Some companies, such as Toronto-based Isomers Laboratories, have other methods for dealing with ingredient scarcities. "We can take something from nature [and] isolate its effective properties," says co-founder Manuella Marcheggiani. "Then we can mass-produce it in quantities that nature might not have allowed for." But trying to outperform Mother Nature with lab-synthesized ingredients doesn't always succeed. "We tried to recreate goji berries-an antioxidant-rich plant-in the lab, but they worked better in their natural form," says Marcheggiani.

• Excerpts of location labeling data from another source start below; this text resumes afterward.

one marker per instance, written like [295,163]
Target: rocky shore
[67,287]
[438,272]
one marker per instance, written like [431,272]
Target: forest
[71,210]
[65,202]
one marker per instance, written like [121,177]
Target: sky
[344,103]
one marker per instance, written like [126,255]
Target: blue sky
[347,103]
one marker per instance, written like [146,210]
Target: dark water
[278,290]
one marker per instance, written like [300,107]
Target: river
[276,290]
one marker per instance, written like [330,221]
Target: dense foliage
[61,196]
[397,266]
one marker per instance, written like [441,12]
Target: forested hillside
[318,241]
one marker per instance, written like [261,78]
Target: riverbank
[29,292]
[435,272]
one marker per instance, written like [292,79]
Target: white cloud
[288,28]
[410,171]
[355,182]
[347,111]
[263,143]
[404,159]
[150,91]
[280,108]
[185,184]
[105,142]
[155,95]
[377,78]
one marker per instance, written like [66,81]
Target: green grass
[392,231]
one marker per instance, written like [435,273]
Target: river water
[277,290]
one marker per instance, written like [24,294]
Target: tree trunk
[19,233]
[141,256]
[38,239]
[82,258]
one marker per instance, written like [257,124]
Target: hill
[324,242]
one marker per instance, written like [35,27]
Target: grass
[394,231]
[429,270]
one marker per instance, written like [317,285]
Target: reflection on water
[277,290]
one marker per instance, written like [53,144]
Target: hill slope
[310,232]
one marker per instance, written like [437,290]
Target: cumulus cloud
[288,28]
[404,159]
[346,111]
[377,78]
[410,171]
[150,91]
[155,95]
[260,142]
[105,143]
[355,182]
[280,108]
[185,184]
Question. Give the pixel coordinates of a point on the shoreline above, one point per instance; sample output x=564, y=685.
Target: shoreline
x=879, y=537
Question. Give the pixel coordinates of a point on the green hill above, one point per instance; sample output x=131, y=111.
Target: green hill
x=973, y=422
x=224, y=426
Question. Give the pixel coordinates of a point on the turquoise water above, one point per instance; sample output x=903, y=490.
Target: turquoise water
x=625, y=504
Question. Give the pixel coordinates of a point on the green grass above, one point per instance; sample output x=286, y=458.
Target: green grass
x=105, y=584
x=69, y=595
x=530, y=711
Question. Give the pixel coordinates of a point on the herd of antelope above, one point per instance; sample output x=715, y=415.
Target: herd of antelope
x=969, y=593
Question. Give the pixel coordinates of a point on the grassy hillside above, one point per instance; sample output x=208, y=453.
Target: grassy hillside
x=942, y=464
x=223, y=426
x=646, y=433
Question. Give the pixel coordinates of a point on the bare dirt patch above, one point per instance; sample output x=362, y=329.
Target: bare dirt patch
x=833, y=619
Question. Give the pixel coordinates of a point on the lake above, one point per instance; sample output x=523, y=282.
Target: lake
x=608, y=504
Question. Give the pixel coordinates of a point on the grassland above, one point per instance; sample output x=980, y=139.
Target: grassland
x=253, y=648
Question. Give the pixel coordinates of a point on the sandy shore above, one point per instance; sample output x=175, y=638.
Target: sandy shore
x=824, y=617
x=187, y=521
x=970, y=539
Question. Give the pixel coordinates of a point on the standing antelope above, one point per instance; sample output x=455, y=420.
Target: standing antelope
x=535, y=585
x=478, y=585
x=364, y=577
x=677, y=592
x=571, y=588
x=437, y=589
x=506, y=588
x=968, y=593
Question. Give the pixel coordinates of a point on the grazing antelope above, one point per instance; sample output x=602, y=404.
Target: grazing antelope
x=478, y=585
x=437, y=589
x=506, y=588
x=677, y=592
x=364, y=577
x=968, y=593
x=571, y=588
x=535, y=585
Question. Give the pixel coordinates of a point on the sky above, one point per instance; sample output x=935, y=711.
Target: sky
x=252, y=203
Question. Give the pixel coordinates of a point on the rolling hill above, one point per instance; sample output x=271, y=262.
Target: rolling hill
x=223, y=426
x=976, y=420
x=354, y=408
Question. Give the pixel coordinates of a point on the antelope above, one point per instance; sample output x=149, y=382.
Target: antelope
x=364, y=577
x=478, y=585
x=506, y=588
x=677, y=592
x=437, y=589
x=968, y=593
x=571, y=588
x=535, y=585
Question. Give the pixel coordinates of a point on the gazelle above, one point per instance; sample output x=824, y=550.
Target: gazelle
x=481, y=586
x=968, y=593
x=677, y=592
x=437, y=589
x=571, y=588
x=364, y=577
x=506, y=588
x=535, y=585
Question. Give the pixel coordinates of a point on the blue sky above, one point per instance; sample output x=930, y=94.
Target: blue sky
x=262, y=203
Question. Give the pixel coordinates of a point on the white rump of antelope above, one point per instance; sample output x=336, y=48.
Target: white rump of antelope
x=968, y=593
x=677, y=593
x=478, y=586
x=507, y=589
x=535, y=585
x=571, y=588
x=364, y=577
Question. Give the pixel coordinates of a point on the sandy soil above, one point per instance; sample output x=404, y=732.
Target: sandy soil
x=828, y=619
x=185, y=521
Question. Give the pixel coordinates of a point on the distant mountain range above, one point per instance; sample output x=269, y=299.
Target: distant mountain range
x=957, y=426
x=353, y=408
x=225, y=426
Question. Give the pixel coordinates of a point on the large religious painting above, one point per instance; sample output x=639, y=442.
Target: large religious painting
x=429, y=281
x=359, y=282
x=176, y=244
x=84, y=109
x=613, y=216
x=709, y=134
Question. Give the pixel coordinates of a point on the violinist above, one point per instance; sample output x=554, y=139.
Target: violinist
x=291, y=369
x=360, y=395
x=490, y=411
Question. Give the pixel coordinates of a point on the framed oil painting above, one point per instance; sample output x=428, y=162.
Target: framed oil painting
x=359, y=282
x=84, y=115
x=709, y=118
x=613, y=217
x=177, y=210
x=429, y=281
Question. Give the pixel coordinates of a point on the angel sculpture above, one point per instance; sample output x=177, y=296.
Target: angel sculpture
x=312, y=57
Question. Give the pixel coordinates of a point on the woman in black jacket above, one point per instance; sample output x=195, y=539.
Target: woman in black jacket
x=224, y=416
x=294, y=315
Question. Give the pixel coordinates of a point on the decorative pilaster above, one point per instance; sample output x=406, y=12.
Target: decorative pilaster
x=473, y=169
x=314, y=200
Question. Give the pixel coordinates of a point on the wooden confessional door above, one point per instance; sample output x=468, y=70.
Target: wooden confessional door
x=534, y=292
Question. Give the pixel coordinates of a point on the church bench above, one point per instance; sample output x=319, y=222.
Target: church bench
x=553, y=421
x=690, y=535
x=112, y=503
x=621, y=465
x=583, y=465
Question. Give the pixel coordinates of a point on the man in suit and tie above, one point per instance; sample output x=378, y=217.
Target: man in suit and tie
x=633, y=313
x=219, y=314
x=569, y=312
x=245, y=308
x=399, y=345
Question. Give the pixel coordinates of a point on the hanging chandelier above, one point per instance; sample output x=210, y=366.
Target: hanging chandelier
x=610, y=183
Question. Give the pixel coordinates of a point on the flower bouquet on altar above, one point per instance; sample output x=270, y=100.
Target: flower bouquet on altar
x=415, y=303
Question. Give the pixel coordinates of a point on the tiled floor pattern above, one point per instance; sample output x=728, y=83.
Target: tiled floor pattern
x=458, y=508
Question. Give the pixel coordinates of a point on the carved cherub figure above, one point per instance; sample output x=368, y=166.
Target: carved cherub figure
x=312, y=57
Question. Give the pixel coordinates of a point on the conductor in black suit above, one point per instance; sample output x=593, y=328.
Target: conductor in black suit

So far, there's little risk that the craze for natural in-gredients will outstrip the planet's biodiversity. According to Ross, ethnobotanists have barely put a dent in the plant world, and countries like Brazil-whose cosmetics and toiletries sector grew by more than 16.5 percent in 2005-are reaping the economic benefits. Besides the Amazon rainforest, ethnobotanists have been spotted in rural China, the Australian outback and Africa. The latter is one area where The Body Shop has been harvesting in-gredients for its Moringa Bath and Body line. Along with organic honey from Zambia and cocoa butter from Ghana, the products include oil from the moringa tree, whose vivid-green leaves contain more iron than spinach and more vitamin C than oranges. The tree is also abundant in nations where employment isn't. If the Moringa Bath and Body line is a metaphor for the future of beauty, that future looks bright green.